Гроза медленно качала головой, слушая ее. Чувствовала, как текут по вискам слезы.

— Кто ты ему? — она поймала взгляд женщины.

— Мы… Друзья давние, — та улыбнулась невесело. — Я много про тебя, услышала от него. Пока лекарствовала. Вот, путь случился в Волоцк. Он и попросил… А с тобой, вижу, беда…

— Я не буду пить ничего, что приготовят здесь.

— Отчего же? Боишься, отравят тебя? — озадаченно свела брови Милонега.

— Боюсь навредить травами ненужными… — Гроза осеклась, словно воздух закончился в груди.

Женщина чуть голову вскинула, глядя на нее сверху вниз. Ее лицо закаменело на миг, а после снова озарилось сдержанной улыбкой.

— Тяжела? — спросила.

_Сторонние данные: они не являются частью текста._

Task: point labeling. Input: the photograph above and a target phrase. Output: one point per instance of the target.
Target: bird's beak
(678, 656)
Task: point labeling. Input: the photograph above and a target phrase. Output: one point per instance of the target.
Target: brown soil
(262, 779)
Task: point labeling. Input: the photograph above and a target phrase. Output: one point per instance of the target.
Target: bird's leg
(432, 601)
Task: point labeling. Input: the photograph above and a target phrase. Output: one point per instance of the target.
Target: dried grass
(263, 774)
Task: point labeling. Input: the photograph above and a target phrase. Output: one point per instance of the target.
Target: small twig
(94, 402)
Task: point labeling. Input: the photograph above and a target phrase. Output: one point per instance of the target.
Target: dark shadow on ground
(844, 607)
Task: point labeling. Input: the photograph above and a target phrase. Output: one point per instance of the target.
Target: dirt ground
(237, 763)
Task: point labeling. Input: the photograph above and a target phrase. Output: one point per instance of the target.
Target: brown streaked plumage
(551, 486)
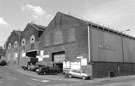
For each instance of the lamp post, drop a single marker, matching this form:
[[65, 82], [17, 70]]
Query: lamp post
[[19, 45], [123, 50]]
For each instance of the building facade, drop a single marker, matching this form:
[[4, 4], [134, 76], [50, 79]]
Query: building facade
[[107, 52], [70, 42], [12, 48], [30, 42]]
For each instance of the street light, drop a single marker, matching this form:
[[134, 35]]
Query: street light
[[123, 49]]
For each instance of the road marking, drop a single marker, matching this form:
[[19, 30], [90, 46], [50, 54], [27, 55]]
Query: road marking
[[1, 82], [30, 84], [40, 80], [113, 84], [10, 77]]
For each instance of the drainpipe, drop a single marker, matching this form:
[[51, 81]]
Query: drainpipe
[[89, 58], [19, 44]]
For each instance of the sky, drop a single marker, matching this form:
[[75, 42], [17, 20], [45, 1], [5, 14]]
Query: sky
[[16, 14]]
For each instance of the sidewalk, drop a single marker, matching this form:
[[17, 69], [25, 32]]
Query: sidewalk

А Гроза кивнула только. — От него?

— Я не хочу… потерять.

— А в лихоманке биться будешь — не потеряешь будто… — проворчала Милонега.

— Стало быть, я тебя лекарствовать буду. Если позволишь. Я многое ведаю. И мы ничем тебе не навредим.

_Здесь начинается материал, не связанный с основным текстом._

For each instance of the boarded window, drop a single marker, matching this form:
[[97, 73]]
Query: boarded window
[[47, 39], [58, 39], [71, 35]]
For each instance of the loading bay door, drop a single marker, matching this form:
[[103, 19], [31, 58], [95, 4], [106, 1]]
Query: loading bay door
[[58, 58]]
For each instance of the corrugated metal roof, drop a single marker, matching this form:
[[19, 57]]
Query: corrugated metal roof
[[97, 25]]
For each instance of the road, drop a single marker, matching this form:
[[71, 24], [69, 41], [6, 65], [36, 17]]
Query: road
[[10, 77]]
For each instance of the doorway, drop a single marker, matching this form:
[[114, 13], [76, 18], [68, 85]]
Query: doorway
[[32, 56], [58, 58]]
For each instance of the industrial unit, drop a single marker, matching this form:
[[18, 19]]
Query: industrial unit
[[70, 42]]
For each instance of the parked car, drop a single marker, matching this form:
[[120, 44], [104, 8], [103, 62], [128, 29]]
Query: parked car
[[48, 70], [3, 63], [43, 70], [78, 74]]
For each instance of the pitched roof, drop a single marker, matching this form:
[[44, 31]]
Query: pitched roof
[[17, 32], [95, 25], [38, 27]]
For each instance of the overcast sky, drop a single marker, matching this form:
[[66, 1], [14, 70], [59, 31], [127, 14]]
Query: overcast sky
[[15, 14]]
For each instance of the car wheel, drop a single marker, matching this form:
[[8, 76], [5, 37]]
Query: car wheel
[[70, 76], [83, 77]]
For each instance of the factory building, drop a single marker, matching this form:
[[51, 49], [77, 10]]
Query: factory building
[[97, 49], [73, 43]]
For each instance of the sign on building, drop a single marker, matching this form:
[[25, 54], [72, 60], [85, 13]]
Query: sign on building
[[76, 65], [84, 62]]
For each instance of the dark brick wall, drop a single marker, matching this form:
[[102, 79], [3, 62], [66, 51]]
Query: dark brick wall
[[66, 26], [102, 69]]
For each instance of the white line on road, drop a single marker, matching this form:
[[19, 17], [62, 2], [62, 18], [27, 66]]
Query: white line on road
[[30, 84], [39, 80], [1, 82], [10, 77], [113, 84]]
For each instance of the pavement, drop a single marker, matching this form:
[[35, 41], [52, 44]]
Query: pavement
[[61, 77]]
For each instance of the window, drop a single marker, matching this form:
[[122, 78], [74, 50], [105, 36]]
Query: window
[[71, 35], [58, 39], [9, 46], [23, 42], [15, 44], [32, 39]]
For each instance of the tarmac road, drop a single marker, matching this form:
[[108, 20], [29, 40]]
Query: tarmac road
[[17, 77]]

И отчего-то захотелось согласиться. Неведомо как Милонега сумела убедить ее, что ничего дурного больше не случится. И осталась в тереме по разрешению князя

— рядом с Грозой.

Она пила отвары, что готовила заботливая гостья. Радовалась тихо, что становится ей легче с каждым не днем даже, а мигом, как разжимаются тугие кулаки жара, как влажной становится рубаха от пота, очищающего и освобождающего тело. Гроза слушала Милонегу во всем — лишь бы скорее выкарабкаться из того болота немочи, в которое сама себя загнала. Теперь хотела она скорее поправиться: от мысли одной, что Рарог не отступился, что попытается забрать ее, пусть из-под княжеского носа, столько силы прибавлялось, как ни от одного снадобья Милонеги.

Слегка тревожили мысли о том, кто же она все ж ему? Может, и знакомица с детства — и впрямь. Да все думалось, что не только. Уж больно неохотно о находнике говорила. И уж больно ярко загорались ее глаза, когда Гроза сама вспоминала его в беседе. Осторожно, чтобы лишний раз не дать повода кому стороннему услышать.

И пятерицы-то не прошло, как Гроза, кажется, совсем поправилась. От лихорадки не осталось и следа. Только слабость небольшая еще служила напоминанием о пережитом недуге, который никто из женщин объяснить толком не мог. Одна травница только знала.

— Бывает такое, — все же пояснила Милонега, уже собираясь терем покидать. Ждали ее муж и дети давно — в Пороги возвращаться. — Когда дитя под сердцем крепнет, силы материнские вдруг забирать начинает. А в душе покоя нет. Вот. Одно к одному.

Она встала со скамьи у стола, на котором оставила еще мешочки с некоторыми травами, что помогут скорее силы вернуть. Пахло ими, кажется, во всей хоромине от угла до угла — теперь вовек запах этот не забыть: калгана и первоцвета, клевера и растертых ягод рябины. Аромат, который сопровождал возвращение в жизнь. И отчего-то немного жаль было расставаться с многознающей травницей.

— Теперь такого со мной не случится больше, попыталась уверить ее Гроза.

Она тоже поднялась, собираясь ее проводить. Милонега приостановилась, задумалась как будто, глядя в сияющее утренним светом оконце, и неуверенным жестом поправила платок, откидывая за спину.